高気密ってなに?

気密とは、空気などの流れを遮断していくことをさします。

高気密とは、部材同士の隙間を無くし、家の内外の空気の出入りを少なくした状態のことを言います。

当然隙間がない方が良いですよね。隙間がないほど高気密と言われています。

そして吸気と排気によって家もしっかり呼吸をしています。空気の入れ替えをしっかりしないと息苦しくて大変ですよね。

ストローで例えてみます。

ジュースをストローで飲むときのことを考えてみましょう。

普通のストローであれば、何も問題なくジュースを吸い上げて飲むことができます。

このとき、ストローにいくつか穴が開いていたとしたらどうでしょうか。
実際にやってみたことがある方は少ないかもしれませんが、穴から空気がスース―抜けてジュースが吸いにくくなるかと思います。

このジュースが空気だったと考えてみると、通常のストロー(気密が万全)の場合はしっかりと中の空気を入れ替えることができるのに対して、穴あきストロー(気密がいまいち)の場合は穴から空気を取り入れてしまって、本来吸い込むべきところからはあまり取り込むことができない、という状況になります。
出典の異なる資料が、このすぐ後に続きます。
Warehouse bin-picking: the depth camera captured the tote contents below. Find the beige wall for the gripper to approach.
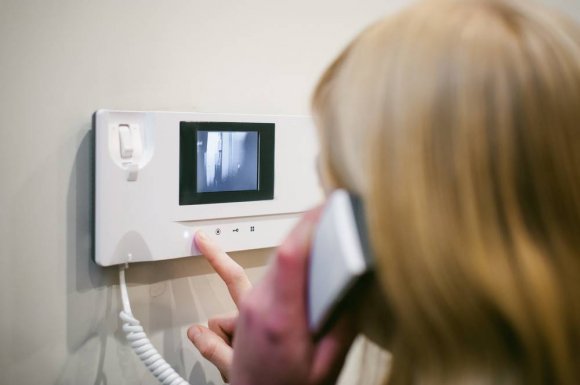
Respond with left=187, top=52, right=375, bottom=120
left=0, top=0, right=580, bottom=385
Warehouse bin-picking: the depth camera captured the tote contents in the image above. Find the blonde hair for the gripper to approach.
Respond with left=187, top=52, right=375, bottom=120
left=313, top=0, right=580, bottom=385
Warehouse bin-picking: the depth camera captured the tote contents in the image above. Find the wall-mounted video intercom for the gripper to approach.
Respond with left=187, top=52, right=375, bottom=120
left=94, top=110, right=322, bottom=266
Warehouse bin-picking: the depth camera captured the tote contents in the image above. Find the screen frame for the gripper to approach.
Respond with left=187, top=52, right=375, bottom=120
left=179, top=121, right=275, bottom=206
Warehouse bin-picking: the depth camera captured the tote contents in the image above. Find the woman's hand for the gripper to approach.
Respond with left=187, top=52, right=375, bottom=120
left=188, top=210, right=355, bottom=385
left=187, top=228, right=252, bottom=382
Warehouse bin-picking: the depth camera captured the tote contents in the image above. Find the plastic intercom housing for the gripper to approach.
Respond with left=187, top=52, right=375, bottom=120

気密性能をしっかりとしておくことで、建築基準法でも定められているしっかりとした正しい計画換気を実施することができるのです。

 

高断熱ってなに?

住宅の性能でまず重要なのが、冬の暖かさです。
なぜ高気密・高断熱だと冬暖かくなるのかは、魔法瓶を思い出してみると分かりやすいのではないでしょうか。

いくら沸騰した熱湯でも、火を止めてヤカンや鍋のまましばらく置いておくと、どんどん冷めていきます。
100℃の熱湯を30~40分程度おいておくだけで、半分の50℃まで冷めてしまいます。

このお湯を、熱いまま保温しておくのにつかわれるのが魔法瓶ですね。昔ながらの魔法瓶は少なくなって、今は電気ポットでしょうか。

魔法瓶は内びんと外びんの間を真空状態にして、内部の熱が逃げないように断熱。
さらに、ふたをしっかり閉めて密閉することで、外部の空気に触れることなくお湯が保温されます。

※実際にはさらに、輻射熱による影響も考慮し、びんの内側を鏡のようにして熱が反射するような仕組みももっています。

高気密・高断熱の住宅は魔法瓶のように、しっかりとした断熱と気密によって暖められた空気が外へ逃げないようにし、冬でも暖かな環境を保てるようになっています。

 

高気密高断熱住宅の良さとは?

 高性能住宅は、そうでない住宅に比べて、快適な状態にする(暖房で暖める、クーラーで冷やす)ことが効率的(省エネ)にできたり、その快適な状態を長い時間保つことができる、ということなのです。

そして、そういったことができるからこそ、部屋ごとではなく家中を同じように快適な状態で保ち、ヒートショックなどの健康被害も最小限に食い止めることができるのです。

価格面では高くなりますが、冷暖房費が抑えられたり、安心して快適に暮らすことができます。
住宅ローンを組んでの一生に一度の大きな買い物です。何十年と住み続ける家ですから、その価格面をどう捉えるか?です。

家の性能によって、家族みんなが健康で快適な毎日を過ごせる、ということを少しでもご理解いただけたら幸いです。